Question

Valeria and Autumn are reading the same book. At the beginning of the month, Valeria was on page 20 and Autumn was on page 40. Valeria will read 20 pages per day and Autumn will read 15 pages per day. Let VV represent the page of the book that Valeria is on at the end of tt days into the month, and let AA represent the page of the book that Autumn is on at the end of tt days into the month.
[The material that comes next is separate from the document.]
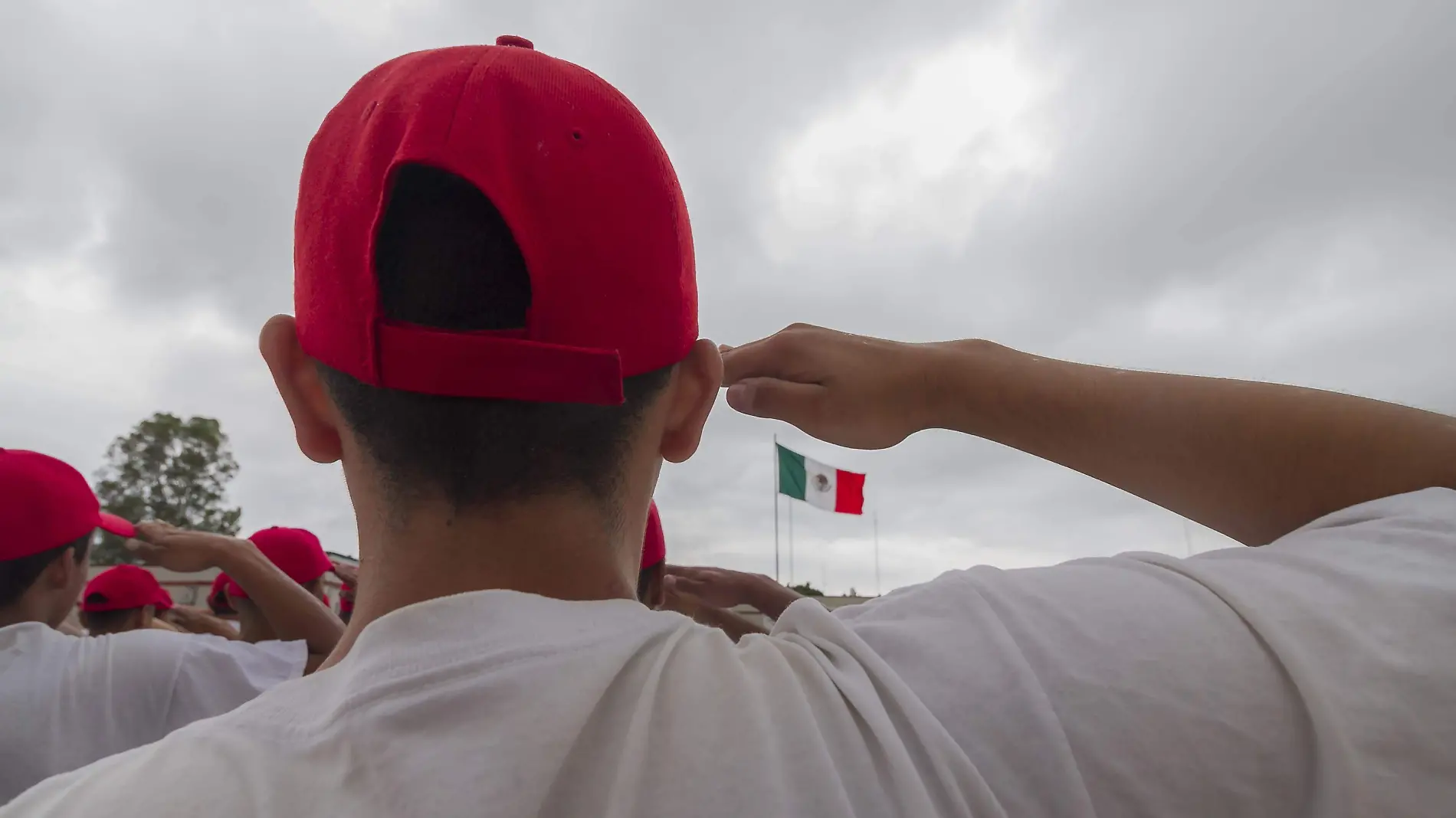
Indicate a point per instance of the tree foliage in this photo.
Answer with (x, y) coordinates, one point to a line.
(172, 470)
Graph each function and determine after how many days, t, commat, Valeria and Autumn will be on the same page of the book.
There are no human answers yet.
Answered by GPT-4o mini
To find out when Valeria and Autumn will be on the same page of the book, we can start by defining the functions for the pages they are each on after \( t \) days.

1. **Valeria's page function, \( V(t) \)**:
- She starts on page 20 and reads 20 pages per day.
- The function can be represented as:
\[
V(t) = 20 + 20t
\]

2. **Autumn's page function, \( A(t) \)**:
- She starts on page 40 and reads 15 pages per day.
- The function can be represented as:
\[
A(t) = 40 + 15t
\]

Next, we set these two functions equal to find out when they will be on the same page:
\[
20 + 20t = 40 + 15t
\]

Now, we'll solve for \( t \):

1. Subtract \( 15t \) from both sides:
\[
20 + 20t - 15t = 40
\]
\[
20 + 5t = 40
\]

2. Subtract 20 from both sides:
\[
5t = 20
\]

3. Divide both sides by 5:
\[
t = 4
\]

Thus, Valeria and Autumn will be on the same page after 4 days.

### Verification

We can check what page they will be on after 4 days:

- For Valeria:
\[
V(4) = 20 + 20(4) = 20 + 80 = 100
\]

- For Autumn:
\[
A(4) = 40 + 15(4) = 40 + 60 = 100
\]

Both will be on page 100 after 4 days.

### Conclusion

Valeria and Autumn will be on the same page of the book after \( t = 4 \) days.